As much as it might be an interesting thing to discuss and some might find it humorous I really don't think that any discussion of the Lord's Supper/Communion should be classified as Entertainment/Humour. It is one of the most grave things to take place on this planet.


----------



## Rich Koster

LawrenceU said:


> As much as it might be an interesting thing to discuss and some might find it humorous I really don't think that any discussion of the Lord's Supper/Communion should be classified as Entertainment/Humour. It is one of the most grave things to take place on this planet.

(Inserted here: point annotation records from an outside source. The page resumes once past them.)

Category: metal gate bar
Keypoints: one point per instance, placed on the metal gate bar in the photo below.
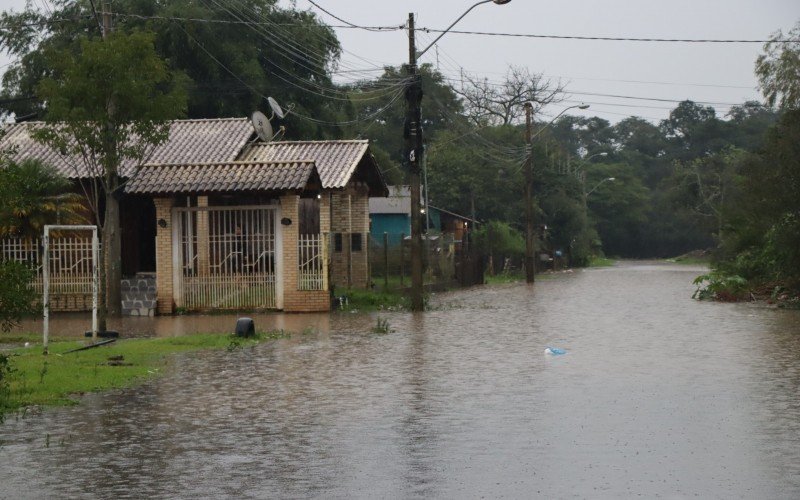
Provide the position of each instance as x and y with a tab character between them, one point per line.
227	258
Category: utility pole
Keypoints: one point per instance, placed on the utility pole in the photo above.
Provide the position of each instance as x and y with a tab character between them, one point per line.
414	151
530	262
106	20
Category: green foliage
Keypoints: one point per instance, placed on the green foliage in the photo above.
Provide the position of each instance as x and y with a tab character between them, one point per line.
718	286
32	195
374	300
6	371
497	237
17	296
286	53
778	69
109	101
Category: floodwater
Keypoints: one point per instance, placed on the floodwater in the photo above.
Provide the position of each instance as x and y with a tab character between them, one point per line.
657	396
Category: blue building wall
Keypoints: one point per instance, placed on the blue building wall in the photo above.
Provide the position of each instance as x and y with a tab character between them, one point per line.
394	224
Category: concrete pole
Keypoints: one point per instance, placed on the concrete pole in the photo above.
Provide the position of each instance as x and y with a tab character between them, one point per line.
530	262
415	151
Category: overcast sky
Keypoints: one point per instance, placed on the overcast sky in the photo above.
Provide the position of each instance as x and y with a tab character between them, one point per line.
708	72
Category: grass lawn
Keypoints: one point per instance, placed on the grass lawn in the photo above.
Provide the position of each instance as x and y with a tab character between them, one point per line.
36	379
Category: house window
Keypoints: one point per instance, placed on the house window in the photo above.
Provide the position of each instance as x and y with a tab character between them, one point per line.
337	242
355	242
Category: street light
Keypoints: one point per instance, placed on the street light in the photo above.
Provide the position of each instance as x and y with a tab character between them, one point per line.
530	263
604	153
413	137
598	185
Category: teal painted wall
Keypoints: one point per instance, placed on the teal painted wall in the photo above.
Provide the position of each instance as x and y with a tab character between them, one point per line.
393	224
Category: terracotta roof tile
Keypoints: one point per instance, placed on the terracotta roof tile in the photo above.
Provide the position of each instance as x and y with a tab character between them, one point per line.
221	177
335	160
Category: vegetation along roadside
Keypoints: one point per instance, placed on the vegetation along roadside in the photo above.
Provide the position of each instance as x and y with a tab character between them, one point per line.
27	378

Agreed. I believe the drift is that a mock church is serving a mock communion. It is probably more of a cults topic. WoF congregations are on the plane of the RC Mass in the mockery of the truth.


----------



## Sgt Grit

I believe Grace Community Church (Johnny Macs) does it during the evening service when there are fewer people. Whenever I have heard communion mentioned it has always been part of the evening service.


----------



## BlackCalvinist

I think the speculation on why JM's church serves it in the evening is a bit out of place here and we should refrain from assuming we know why.

Here's a novel thought - Facebook e-mail Phil Johnson and ask him before assuming that the reasoning is because 'less people' or the 'more faithful' people will be around. Also, refrain from impugning all megachurches with the same broadbrush.

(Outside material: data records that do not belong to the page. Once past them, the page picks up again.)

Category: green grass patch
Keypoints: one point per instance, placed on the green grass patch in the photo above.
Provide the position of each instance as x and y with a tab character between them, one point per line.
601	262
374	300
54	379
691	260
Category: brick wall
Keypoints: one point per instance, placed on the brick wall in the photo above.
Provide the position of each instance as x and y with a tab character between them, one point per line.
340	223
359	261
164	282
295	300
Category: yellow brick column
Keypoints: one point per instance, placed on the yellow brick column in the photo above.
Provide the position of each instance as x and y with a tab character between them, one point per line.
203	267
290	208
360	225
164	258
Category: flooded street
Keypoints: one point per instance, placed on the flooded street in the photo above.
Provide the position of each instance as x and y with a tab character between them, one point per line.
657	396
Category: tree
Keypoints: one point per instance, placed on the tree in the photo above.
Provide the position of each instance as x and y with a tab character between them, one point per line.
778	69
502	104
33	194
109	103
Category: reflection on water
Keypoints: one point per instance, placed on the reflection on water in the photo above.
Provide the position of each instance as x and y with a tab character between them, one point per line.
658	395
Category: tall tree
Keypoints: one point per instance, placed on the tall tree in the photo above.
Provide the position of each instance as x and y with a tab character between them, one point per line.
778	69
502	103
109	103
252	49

Isn't there a commandment about this ? 

Q144: What are the duties required in the ninth commandment? 
A144: The duties required in the ninth commandment are, 


and the good name of our neighbor, as well as our own;[2]
a charitable esteem of our neighbors;[11]


----------



## AThornquist

BlackCalvinist said:


> I think the speculation on why JM's church serves it in the evening is a bit out of place here and we should refrain from assuming we know why.
> 
> Here's a novel thought - Facebook e-mail Phil Johnson and ask him before assuming that the reasoning is because 'less people' or the 'more faithful' people will be around. Also, refrain from impugning all megachurches with the same broadbrush.
> 
> Isn't there a commandment about this ?
> 
> Q144: What are the duties required in the ninth commandment?
> A144: The duties required in the ninth commandment are,
> 
> 
> and the good name of our neighbor, as well as our own;[2]
> a charitable esteem of our neighbors;[11]


 
Thank you. I totally agree.


----------



## Andres

BlackCalvinist said:


> I think the speculation on why JM's church serves it in the evening is a bit out of place here and we should refrain from assuming we know why.
> 
> Here's a novel thought - Facebook e-mail Phil Johnson and ask him before assuming that the reasoning is because 'less people' or the 'more faithful' people will be around. Also, refrain from impugning all megachurches with the same broadbrush.
> 
> Isn't there a commandment about this ?
> 
> Q144: What are the duties required in the ninth commandment?
> A144: The duties required in the ninth commandment are,
> 
> 
> and the good name of our neighbor, as well as our own;[2]
> a charitable esteem of our neighbors;[11]


 
Thank you for reminding me that I was out of line with my comment. My apologies to all. I have removed my post since it was inappropriate.


----------



## Curt

I _would _like a glimpse into how they pull off this logistical feat (at any mega church).


----------



## dudley

*I think it could be done respectfully in a large Protestant mega church*

I am a Presbyterian but also a former Roman catholic . My experience in large Roman catholic churches is that they had many Eucharistic ministers distributing both the bread and the wine at many locations throughout the church. I imagine a similar scenario could be done in any large Protestant mega church.

I think it could be done respectfully in a large Protestant mega church as long The Lord’s Supper is respected by all present to be that the taking of the bread and wine represents a symbolic memorial or a remembrance of Christ’s redeeming work on the cross.


----------



## LawrenceU

The congregation in which I grew up averaged around 3,000. (This was in the seventies and eighties.) In the late service attendance was usually 2300 or so. We served communion every Lord's Day. It is not all that big of a deal. Men handled about six trays each and were responsible for certain rows of pews. It took about 20 men to serve the congregation. It was not a long drawn out ordeal either.


----------



## ubermadchen

I forget how often Lakewood does it but they have a lot of ushers. At least one for every group of rows. They collect and pass things out all the time so communion isn't that big of a feat. The ushes just pass it out along the rows.


----------